COMMONNESS - Bong R. Osorio - The Philippine Star

A powerful global conversation has begun. Through the Internet, people are discovering and inventing new ways to share relevant knowledge with blinding speed. As a direct result, markets are getting smarter — and they are getting smarter faster than most companies.”

This is the fundamental but prophetic message of The Cluetrain Manifesto: The End of Business As Usual, which was first written in 1999 and published in 2001 by Rick Levine, Christopher Locke, Doc Searles, and David Weinberger.

Ten years after, the agitators of the weighty work came out with The Cluetrain Manifesto 10th Anniversary Edition. Aside from the full text of the original manuscript, the new issue has a fresh introduction, supplementary chapters by the authors complete with reflections on the relevance of the ideas today, and updates describing what have and have not come to pass as predicted in the original text.

To get a helpful, fast experience and understanding of what the book is about, take a few minutes to read the 95 interconnected theses in its opening pages or on the homepage of cluetrain.com. Go through the list twice or thrice and be surprised that the concepts were on paper 14 years ago but still resonate today.

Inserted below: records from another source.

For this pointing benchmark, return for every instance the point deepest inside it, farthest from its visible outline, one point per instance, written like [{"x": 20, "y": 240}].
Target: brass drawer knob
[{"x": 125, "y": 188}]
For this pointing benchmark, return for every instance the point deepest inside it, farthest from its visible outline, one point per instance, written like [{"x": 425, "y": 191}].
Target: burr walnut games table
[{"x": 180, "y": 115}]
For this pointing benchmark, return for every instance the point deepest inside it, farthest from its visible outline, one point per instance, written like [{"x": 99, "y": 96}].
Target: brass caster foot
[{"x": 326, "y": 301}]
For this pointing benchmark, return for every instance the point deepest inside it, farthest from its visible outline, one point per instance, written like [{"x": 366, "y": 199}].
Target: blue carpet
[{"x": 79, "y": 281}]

The theses called for businesses to join the conversation in the marketplace as real people, or they would go elsewhere and gladly engage in doing business with other companies that were willing to have real, human relationships with them.

Not everything envisaged in the theses list has come true —well, not yet, anyway — but the paperback remains remarkably relevant and continues to be predictive. Prediction isn’t always about foreseeing the future. It is as much about publicly stating a message to those in the here and now concerning a situation and addressing the consequences of acting or not acting properly in response. In that sense, it persists in being prophetic.

If you are involved in marketing and corporate communication, this seminal work is a must-read. As a reviewer enthused, “There are far too many companies in 2013 who still haven’t learned the lessons these authors were shouting from the rooftops in 1999.” And whether you buy or don’t buy into the basic theses of The Cluetrain Manifesto as distilled below, this provocative project is an essential feed for a crucial conversation many businesses still need to engage in.

Markets are conversations. Markets consist of people, not demographic sectors. Conversations among human beings sound human, and they are conducted in a human voice. Whether delivering information, opinions, perspectives, dissenting arguments or humorous asides, the human voice is typically open, natural, uncontrived. People recognize each other as such from the sound of this voice.

Hyperlinks undermine hierarchy. The Internet is facilitating conversations among people that were simply not possible in the era of mass media.  Connected external and internal markets are speaking to each other in a powerful way. These networked conversations are permitting influential new configurations of social organization and knowledge exchange to materialize. As a result, markets are getting smarter, more informed, more organized. Participation in a networked market changes people fundamentally. They have figured out that they get far better information and support from one another than from vendors.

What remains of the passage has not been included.